Prosegue a tamburo battente il nostro ciclo di interviste ai principali artisti della scena musicale italiana dal titolo «Discorsi sulla musica ».
A rispondere questa volta alle consuete domande di Luca D’Ambrosio è la cantautrice e scrittrice pugliese Erica Mou . Buona lettura. (La redazione)
«Discorsi sulla musica » con Erica Mou © di Luca D’Ambrosio
Erica Mou (foto di Luca Bellumore) Qual è stato il momento preciso in cui hai deciso di dedicare la tua vita alla musica?
Nel 1995, durante la mia prima lezione di canto, a cinque anni.

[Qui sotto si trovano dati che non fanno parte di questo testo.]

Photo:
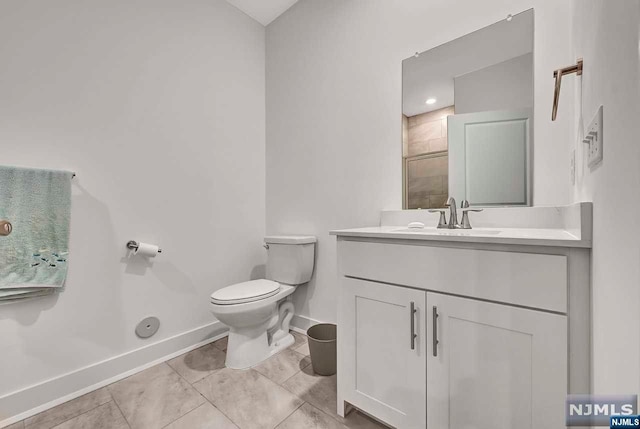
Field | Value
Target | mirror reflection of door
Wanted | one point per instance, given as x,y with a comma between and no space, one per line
467,118
426,160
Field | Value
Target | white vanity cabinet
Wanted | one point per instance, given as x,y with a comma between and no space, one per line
383,370
494,366
490,325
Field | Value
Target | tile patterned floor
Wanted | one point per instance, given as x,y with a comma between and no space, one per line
196,391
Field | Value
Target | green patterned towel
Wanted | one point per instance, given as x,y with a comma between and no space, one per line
34,257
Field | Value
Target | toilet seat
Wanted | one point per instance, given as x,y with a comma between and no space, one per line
240,293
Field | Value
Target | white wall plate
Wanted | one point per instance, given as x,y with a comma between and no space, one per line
594,139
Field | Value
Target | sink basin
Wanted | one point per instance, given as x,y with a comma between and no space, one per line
457,232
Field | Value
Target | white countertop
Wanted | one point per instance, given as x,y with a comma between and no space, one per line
521,236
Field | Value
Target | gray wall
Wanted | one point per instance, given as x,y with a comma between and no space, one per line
607,35
158,106
503,86
334,113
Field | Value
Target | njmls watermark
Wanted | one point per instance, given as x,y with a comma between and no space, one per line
599,410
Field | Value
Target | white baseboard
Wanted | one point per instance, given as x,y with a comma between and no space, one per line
19,405
300,323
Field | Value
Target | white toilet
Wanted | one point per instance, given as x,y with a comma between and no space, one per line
257,312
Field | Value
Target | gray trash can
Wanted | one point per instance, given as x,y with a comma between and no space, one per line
322,347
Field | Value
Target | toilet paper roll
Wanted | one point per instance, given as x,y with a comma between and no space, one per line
146,249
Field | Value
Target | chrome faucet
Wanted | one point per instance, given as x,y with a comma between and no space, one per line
453,215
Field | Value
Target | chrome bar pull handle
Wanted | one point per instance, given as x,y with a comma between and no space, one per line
412,315
5,227
435,331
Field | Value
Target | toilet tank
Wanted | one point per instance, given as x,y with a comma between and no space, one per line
290,258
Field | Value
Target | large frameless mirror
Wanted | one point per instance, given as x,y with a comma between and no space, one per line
467,118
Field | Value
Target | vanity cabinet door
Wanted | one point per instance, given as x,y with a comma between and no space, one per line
382,371
494,366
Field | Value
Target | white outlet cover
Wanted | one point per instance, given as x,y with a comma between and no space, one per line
573,167
593,138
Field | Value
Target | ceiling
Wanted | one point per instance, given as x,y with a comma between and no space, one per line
431,74
263,11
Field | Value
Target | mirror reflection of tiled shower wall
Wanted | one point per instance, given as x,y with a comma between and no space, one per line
426,160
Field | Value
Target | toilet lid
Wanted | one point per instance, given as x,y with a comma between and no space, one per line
239,293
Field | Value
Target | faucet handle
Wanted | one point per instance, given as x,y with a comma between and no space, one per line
442,222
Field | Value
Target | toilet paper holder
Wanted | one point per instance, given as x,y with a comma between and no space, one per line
133,245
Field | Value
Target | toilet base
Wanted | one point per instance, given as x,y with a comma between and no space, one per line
244,352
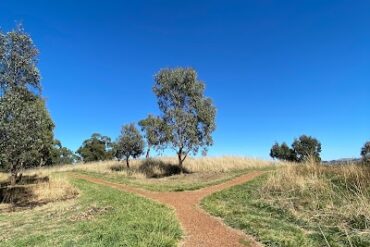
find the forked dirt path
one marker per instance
(201, 229)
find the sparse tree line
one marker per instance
(185, 123)
(307, 148)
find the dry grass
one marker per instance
(137, 170)
(3, 176)
(323, 194)
(57, 189)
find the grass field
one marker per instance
(100, 216)
(300, 205)
(161, 174)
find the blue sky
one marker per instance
(275, 69)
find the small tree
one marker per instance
(187, 113)
(129, 144)
(61, 155)
(365, 152)
(155, 131)
(307, 147)
(96, 148)
(282, 152)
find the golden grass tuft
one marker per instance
(57, 189)
(322, 193)
(202, 164)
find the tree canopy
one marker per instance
(96, 148)
(155, 131)
(26, 129)
(365, 152)
(129, 144)
(303, 148)
(188, 114)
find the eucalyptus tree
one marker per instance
(129, 144)
(26, 128)
(306, 147)
(365, 152)
(187, 113)
(25, 131)
(155, 132)
(96, 148)
(282, 152)
(18, 56)
(61, 155)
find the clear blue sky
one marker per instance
(275, 69)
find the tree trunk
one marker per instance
(179, 156)
(13, 177)
(147, 154)
(127, 163)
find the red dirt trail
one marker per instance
(201, 229)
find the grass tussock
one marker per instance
(160, 167)
(56, 189)
(301, 205)
(334, 195)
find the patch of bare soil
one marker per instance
(201, 229)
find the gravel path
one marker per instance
(200, 228)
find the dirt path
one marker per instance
(200, 228)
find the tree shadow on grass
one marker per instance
(152, 168)
(157, 169)
(21, 195)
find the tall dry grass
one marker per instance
(322, 193)
(193, 165)
(57, 189)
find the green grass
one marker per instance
(243, 207)
(184, 182)
(132, 221)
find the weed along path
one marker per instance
(201, 229)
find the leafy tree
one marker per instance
(24, 131)
(18, 61)
(96, 148)
(306, 147)
(129, 144)
(365, 152)
(26, 128)
(61, 155)
(187, 113)
(155, 131)
(282, 152)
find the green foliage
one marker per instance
(307, 147)
(282, 152)
(62, 155)
(128, 220)
(18, 59)
(96, 148)
(155, 131)
(129, 144)
(365, 152)
(188, 114)
(303, 149)
(25, 130)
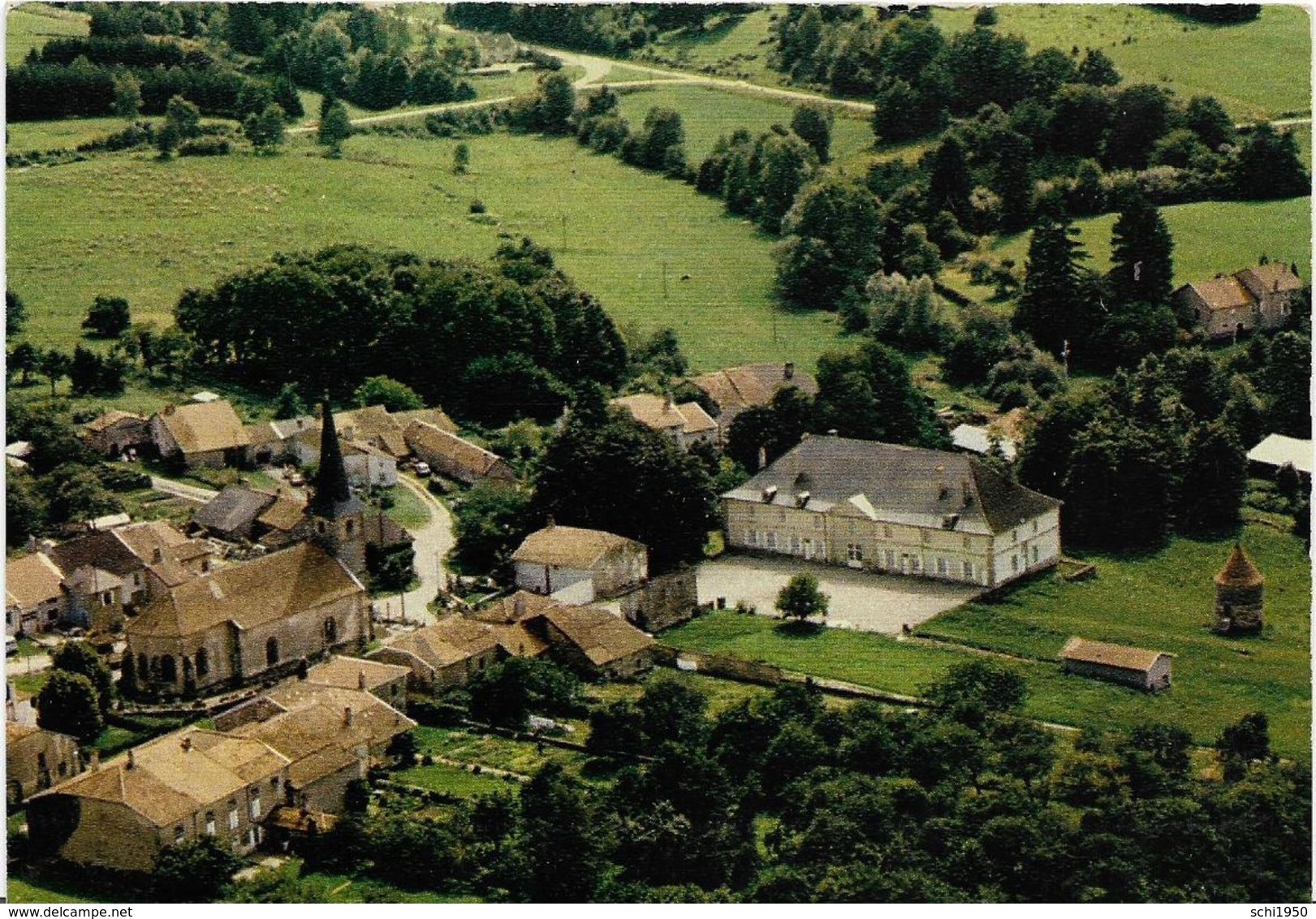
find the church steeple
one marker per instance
(333, 495)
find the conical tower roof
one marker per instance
(1239, 572)
(333, 495)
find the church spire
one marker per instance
(333, 497)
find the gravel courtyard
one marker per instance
(860, 601)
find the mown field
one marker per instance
(653, 250)
(33, 24)
(1163, 602)
(708, 114)
(1208, 237)
(1258, 70)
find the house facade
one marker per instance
(554, 559)
(895, 510)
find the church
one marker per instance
(261, 618)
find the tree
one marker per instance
(82, 658)
(813, 125)
(266, 129)
(389, 393)
(334, 127)
(67, 703)
(195, 872)
(1141, 256)
(15, 313)
(801, 599)
(108, 317)
(620, 477)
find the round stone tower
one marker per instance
(1239, 595)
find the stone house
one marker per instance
(686, 425)
(1118, 664)
(444, 654)
(248, 620)
(114, 432)
(1260, 298)
(736, 389)
(182, 787)
(895, 510)
(201, 434)
(557, 559)
(36, 758)
(33, 593)
(455, 457)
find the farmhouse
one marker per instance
(182, 787)
(1118, 664)
(33, 594)
(896, 510)
(687, 423)
(455, 457)
(1260, 298)
(36, 758)
(248, 620)
(593, 563)
(1275, 452)
(114, 432)
(201, 434)
(736, 389)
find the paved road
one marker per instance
(179, 490)
(432, 544)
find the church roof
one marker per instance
(1239, 572)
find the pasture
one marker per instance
(33, 24)
(1161, 601)
(654, 252)
(1258, 70)
(708, 114)
(1208, 237)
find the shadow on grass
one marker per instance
(799, 630)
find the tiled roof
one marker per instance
(249, 594)
(205, 427)
(31, 581)
(894, 484)
(600, 636)
(569, 546)
(1112, 656)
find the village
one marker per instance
(657, 453)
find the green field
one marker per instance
(1258, 70)
(1210, 237)
(1163, 602)
(33, 24)
(128, 224)
(708, 114)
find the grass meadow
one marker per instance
(1208, 237)
(1163, 602)
(1258, 70)
(654, 252)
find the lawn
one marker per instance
(451, 779)
(1208, 237)
(654, 252)
(33, 24)
(408, 510)
(1163, 602)
(1267, 80)
(708, 114)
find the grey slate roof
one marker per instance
(233, 508)
(892, 484)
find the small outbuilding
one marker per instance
(1118, 664)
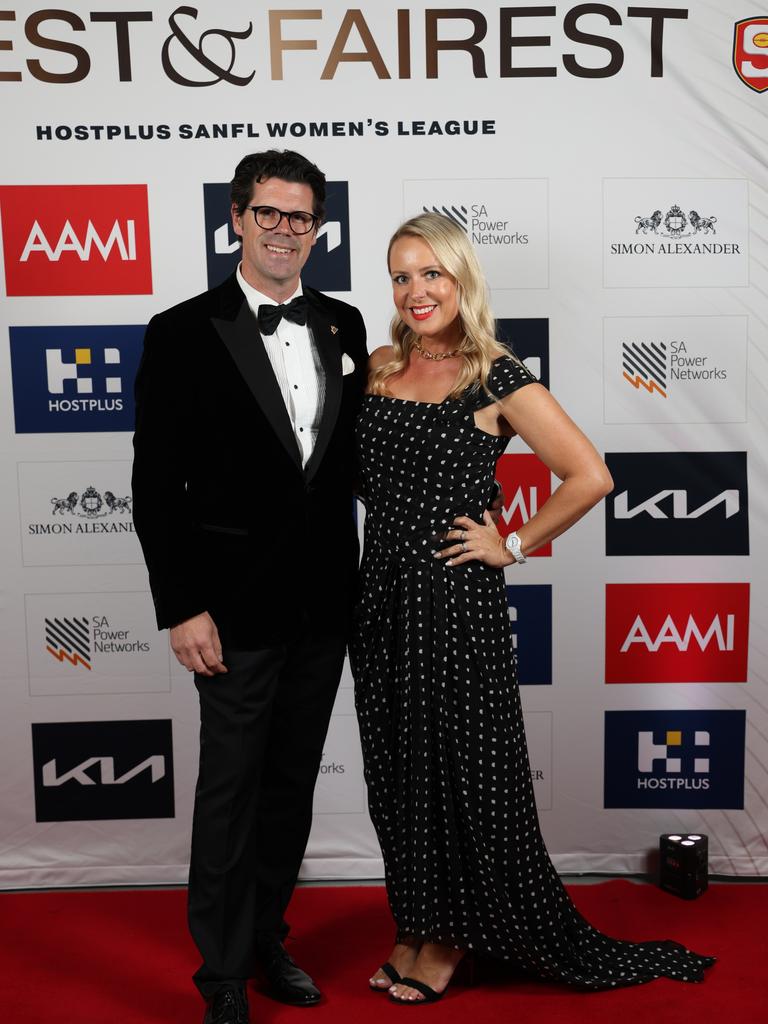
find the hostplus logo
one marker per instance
(669, 755)
(328, 268)
(76, 240)
(680, 759)
(72, 379)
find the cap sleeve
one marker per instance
(507, 375)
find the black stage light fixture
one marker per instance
(683, 864)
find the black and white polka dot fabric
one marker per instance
(445, 761)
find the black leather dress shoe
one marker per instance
(286, 981)
(228, 1006)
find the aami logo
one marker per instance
(329, 265)
(526, 483)
(89, 771)
(530, 614)
(680, 759)
(529, 341)
(76, 240)
(751, 52)
(69, 639)
(677, 632)
(71, 379)
(677, 503)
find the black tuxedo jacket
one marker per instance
(228, 520)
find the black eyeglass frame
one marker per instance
(288, 214)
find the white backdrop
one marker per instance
(652, 330)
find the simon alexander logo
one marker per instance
(675, 759)
(526, 483)
(70, 379)
(329, 265)
(76, 240)
(751, 52)
(677, 632)
(677, 503)
(91, 771)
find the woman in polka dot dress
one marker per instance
(445, 762)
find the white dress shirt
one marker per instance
(297, 368)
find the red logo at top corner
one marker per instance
(751, 52)
(76, 240)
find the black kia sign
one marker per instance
(677, 503)
(95, 771)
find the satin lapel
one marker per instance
(244, 343)
(324, 334)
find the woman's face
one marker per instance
(425, 295)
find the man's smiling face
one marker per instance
(272, 259)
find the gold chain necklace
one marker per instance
(436, 356)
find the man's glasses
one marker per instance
(268, 217)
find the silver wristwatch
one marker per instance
(514, 547)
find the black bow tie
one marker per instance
(269, 316)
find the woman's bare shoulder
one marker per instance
(380, 355)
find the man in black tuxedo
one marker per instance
(243, 481)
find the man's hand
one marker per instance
(196, 644)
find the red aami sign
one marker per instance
(526, 483)
(76, 240)
(751, 52)
(677, 632)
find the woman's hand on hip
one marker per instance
(475, 542)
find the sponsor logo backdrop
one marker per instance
(626, 258)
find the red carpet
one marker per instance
(125, 957)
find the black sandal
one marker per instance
(429, 993)
(391, 973)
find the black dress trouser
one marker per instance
(263, 725)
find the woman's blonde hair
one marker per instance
(478, 346)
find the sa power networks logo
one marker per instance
(677, 633)
(98, 771)
(526, 483)
(675, 369)
(676, 232)
(76, 240)
(505, 220)
(528, 339)
(677, 503)
(530, 614)
(675, 759)
(329, 265)
(751, 52)
(94, 643)
(69, 379)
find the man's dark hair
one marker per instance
(284, 164)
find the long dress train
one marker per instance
(445, 761)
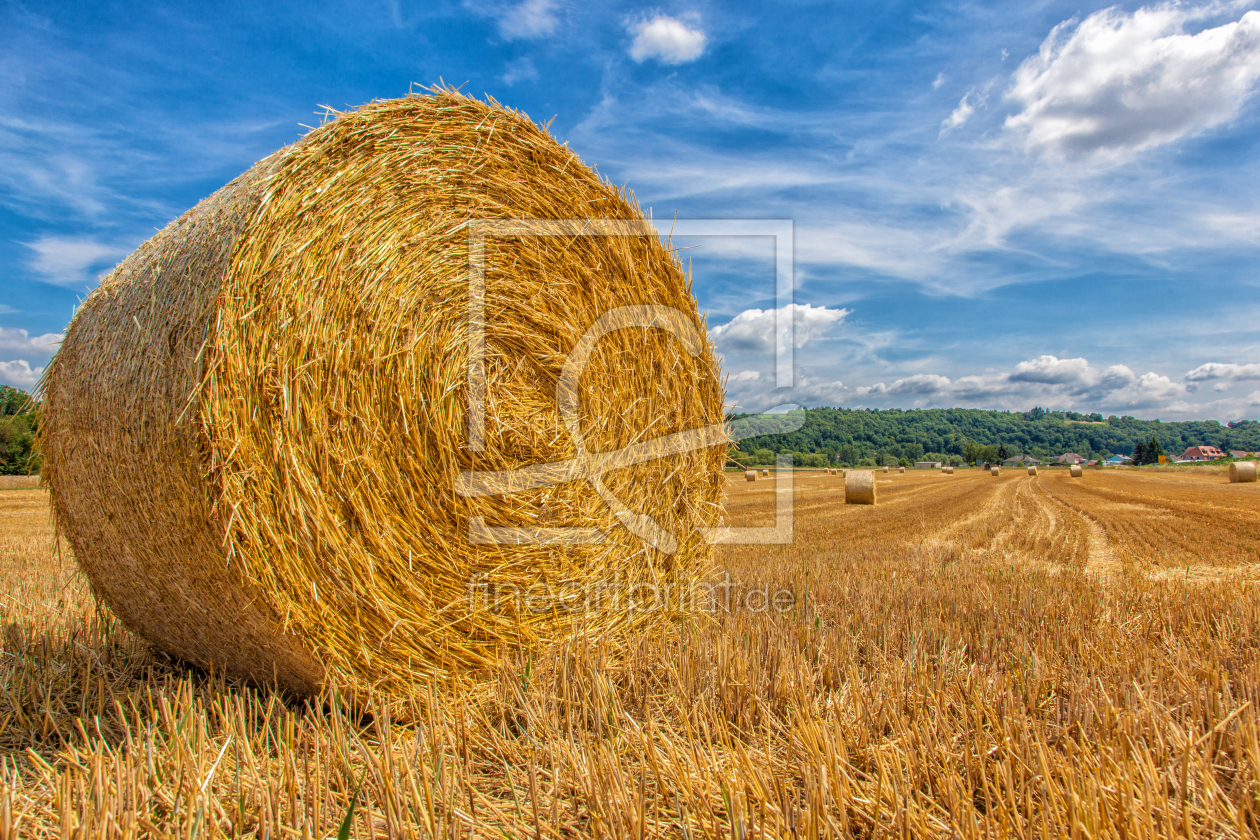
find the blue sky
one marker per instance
(996, 205)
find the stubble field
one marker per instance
(974, 656)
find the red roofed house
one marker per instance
(1202, 454)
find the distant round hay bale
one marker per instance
(859, 488)
(1242, 471)
(257, 431)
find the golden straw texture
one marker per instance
(256, 426)
(859, 488)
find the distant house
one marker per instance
(1021, 461)
(1202, 454)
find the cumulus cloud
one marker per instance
(1051, 370)
(1120, 82)
(754, 330)
(667, 39)
(1226, 373)
(19, 374)
(1047, 379)
(20, 341)
(72, 261)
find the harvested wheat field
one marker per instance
(973, 658)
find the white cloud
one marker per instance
(960, 115)
(527, 19)
(19, 374)
(1119, 82)
(519, 71)
(19, 341)
(1052, 370)
(754, 330)
(72, 261)
(667, 39)
(1226, 372)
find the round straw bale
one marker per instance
(859, 488)
(258, 436)
(1242, 471)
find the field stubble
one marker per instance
(974, 656)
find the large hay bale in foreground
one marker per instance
(859, 488)
(1242, 471)
(256, 428)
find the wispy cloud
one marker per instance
(22, 343)
(523, 20)
(73, 261)
(19, 374)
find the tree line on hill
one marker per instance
(864, 437)
(18, 421)
(873, 437)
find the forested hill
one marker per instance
(17, 432)
(853, 436)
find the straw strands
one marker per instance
(256, 426)
(859, 488)
(1242, 471)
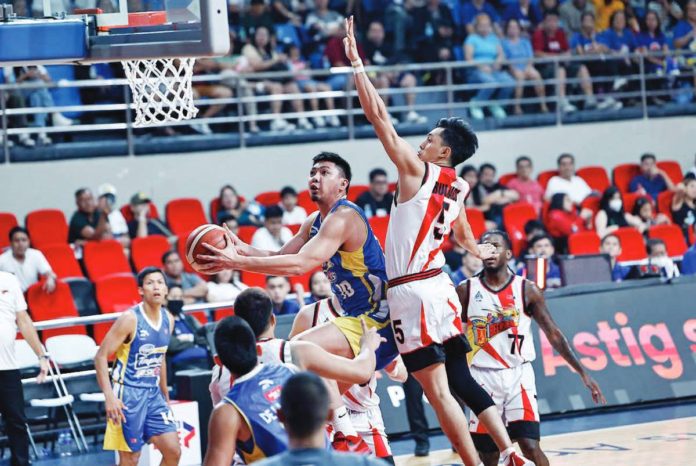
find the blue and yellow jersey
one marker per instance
(139, 361)
(358, 278)
(256, 396)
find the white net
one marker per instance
(161, 89)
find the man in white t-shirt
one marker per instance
(13, 316)
(29, 265)
(567, 181)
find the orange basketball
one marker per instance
(209, 234)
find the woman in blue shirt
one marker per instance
(485, 49)
(519, 48)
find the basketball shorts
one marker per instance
(147, 415)
(514, 393)
(426, 319)
(370, 425)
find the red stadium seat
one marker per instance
(623, 174)
(102, 258)
(584, 242)
(56, 305)
(544, 177)
(62, 260)
(185, 215)
(673, 170)
(673, 237)
(47, 226)
(115, 293)
(7, 222)
(632, 244)
(148, 251)
(595, 176)
(515, 216)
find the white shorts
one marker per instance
(370, 425)
(514, 393)
(425, 314)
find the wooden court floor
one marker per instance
(662, 443)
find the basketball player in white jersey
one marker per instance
(423, 304)
(500, 309)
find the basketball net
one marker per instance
(161, 89)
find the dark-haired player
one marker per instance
(136, 397)
(500, 309)
(425, 311)
(246, 420)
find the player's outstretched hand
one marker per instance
(597, 395)
(370, 339)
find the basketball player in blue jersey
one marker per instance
(136, 397)
(246, 421)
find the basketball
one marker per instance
(210, 234)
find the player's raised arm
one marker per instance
(398, 150)
(536, 306)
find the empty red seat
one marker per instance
(115, 293)
(623, 174)
(632, 244)
(185, 215)
(148, 251)
(595, 176)
(56, 305)
(62, 260)
(7, 222)
(47, 226)
(673, 237)
(584, 242)
(102, 258)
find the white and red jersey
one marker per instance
(499, 328)
(418, 227)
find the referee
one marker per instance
(13, 316)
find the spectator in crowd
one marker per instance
(278, 289)
(304, 411)
(684, 206)
(525, 13)
(567, 181)
(611, 245)
(273, 235)
(224, 286)
(550, 41)
(611, 215)
(528, 188)
(470, 266)
(651, 180)
(485, 49)
(117, 223)
(563, 219)
(262, 57)
(88, 223)
(379, 53)
(311, 86)
(492, 196)
(571, 13)
(195, 289)
(187, 349)
(29, 265)
(377, 201)
(142, 224)
(292, 213)
(517, 47)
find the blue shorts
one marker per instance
(147, 415)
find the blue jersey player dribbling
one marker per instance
(136, 396)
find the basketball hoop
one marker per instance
(162, 90)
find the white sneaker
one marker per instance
(415, 118)
(319, 122)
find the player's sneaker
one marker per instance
(350, 443)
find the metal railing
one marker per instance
(643, 86)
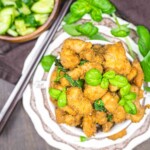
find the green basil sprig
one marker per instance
(86, 29)
(120, 30)
(83, 138)
(105, 5)
(146, 67)
(94, 7)
(99, 106)
(77, 83)
(144, 40)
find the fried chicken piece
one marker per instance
(90, 55)
(69, 59)
(90, 65)
(140, 113)
(138, 91)
(138, 80)
(132, 74)
(64, 82)
(110, 101)
(94, 92)
(63, 117)
(80, 71)
(76, 73)
(87, 54)
(115, 59)
(76, 45)
(100, 117)
(118, 135)
(89, 126)
(78, 102)
(107, 126)
(119, 115)
(68, 110)
(113, 88)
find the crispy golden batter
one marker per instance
(63, 117)
(110, 101)
(107, 126)
(78, 102)
(94, 92)
(115, 59)
(113, 88)
(69, 59)
(80, 109)
(119, 115)
(89, 126)
(101, 117)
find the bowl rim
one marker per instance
(39, 30)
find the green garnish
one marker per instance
(83, 138)
(99, 105)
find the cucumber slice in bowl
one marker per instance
(5, 23)
(43, 6)
(9, 2)
(41, 18)
(6, 18)
(21, 27)
(12, 32)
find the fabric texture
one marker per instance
(12, 56)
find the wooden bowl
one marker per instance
(39, 30)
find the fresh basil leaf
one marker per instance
(47, 62)
(109, 117)
(98, 36)
(80, 8)
(19, 3)
(87, 29)
(145, 64)
(75, 83)
(105, 5)
(120, 31)
(59, 65)
(82, 62)
(71, 29)
(99, 105)
(144, 40)
(83, 138)
(28, 2)
(147, 89)
(71, 18)
(96, 14)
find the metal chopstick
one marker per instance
(25, 78)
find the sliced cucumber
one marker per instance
(41, 18)
(21, 27)
(24, 9)
(9, 2)
(12, 32)
(43, 6)
(5, 23)
(8, 11)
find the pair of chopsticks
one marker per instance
(25, 78)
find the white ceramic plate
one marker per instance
(41, 110)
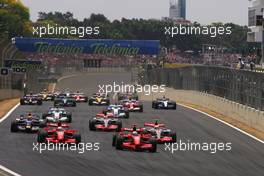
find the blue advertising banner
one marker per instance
(74, 46)
(23, 64)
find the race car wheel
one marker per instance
(44, 116)
(14, 127)
(43, 124)
(92, 125)
(22, 102)
(127, 114)
(69, 119)
(114, 140)
(119, 126)
(174, 137)
(42, 135)
(153, 142)
(154, 105)
(141, 108)
(107, 102)
(90, 102)
(119, 143)
(77, 138)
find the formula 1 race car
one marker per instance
(105, 122)
(80, 97)
(58, 133)
(31, 99)
(57, 115)
(159, 132)
(164, 103)
(127, 95)
(132, 139)
(99, 99)
(46, 96)
(132, 105)
(117, 111)
(28, 123)
(64, 102)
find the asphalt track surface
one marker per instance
(245, 158)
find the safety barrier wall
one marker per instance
(243, 87)
(247, 115)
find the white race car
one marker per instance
(57, 115)
(164, 103)
(117, 111)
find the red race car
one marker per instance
(80, 97)
(159, 132)
(105, 122)
(132, 105)
(133, 139)
(58, 133)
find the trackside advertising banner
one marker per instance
(105, 47)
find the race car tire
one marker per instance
(127, 114)
(141, 108)
(154, 105)
(107, 102)
(69, 115)
(92, 125)
(42, 136)
(77, 138)
(44, 116)
(22, 102)
(175, 106)
(90, 102)
(153, 142)
(13, 128)
(174, 137)
(114, 140)
(43, 124)
(119, 126)
(69, 119)
(119, 143)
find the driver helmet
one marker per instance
(29, 115)
(134, 128)
(134, 133)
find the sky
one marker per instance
(202, 11)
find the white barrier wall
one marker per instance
(8, 94)
(250, 116)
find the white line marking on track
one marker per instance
(9, 112)
(9, 171)
(257, 139)
(1, 120)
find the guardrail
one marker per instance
(244, 87)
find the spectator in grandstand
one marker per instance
(241, 63)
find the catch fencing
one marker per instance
(244, 87)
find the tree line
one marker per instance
(14, 21)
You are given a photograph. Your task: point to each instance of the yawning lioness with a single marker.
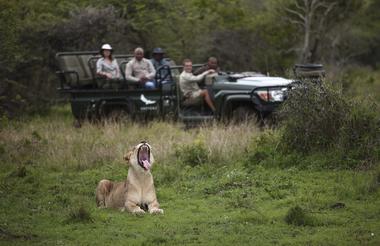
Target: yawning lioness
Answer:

Quali sono state le difficoltà iniziali?
Quando ho iniziato a fare tour avevo diciassette anni e la difficoltà era farsi prendere sul serio, paradossalmente, fuori dal palco. Ho subito delle pressioni molto forti nei primi anni di carriera e le ho assorbite tanto nel fisico e nella mente, venendo da un ambiente protettivo tra la mia famiglia e la scuola, e ritrovandomi improvvisamente a lavorare in un ambiente professionale e molto duro.
Qual è la cosa più bella che ricordi dei tuoi inizi?
Lo stupore di sentire le persone cantare una mia canzone.
Oggi, invece, quali sono le principali difficoltà per chi come te fa musica?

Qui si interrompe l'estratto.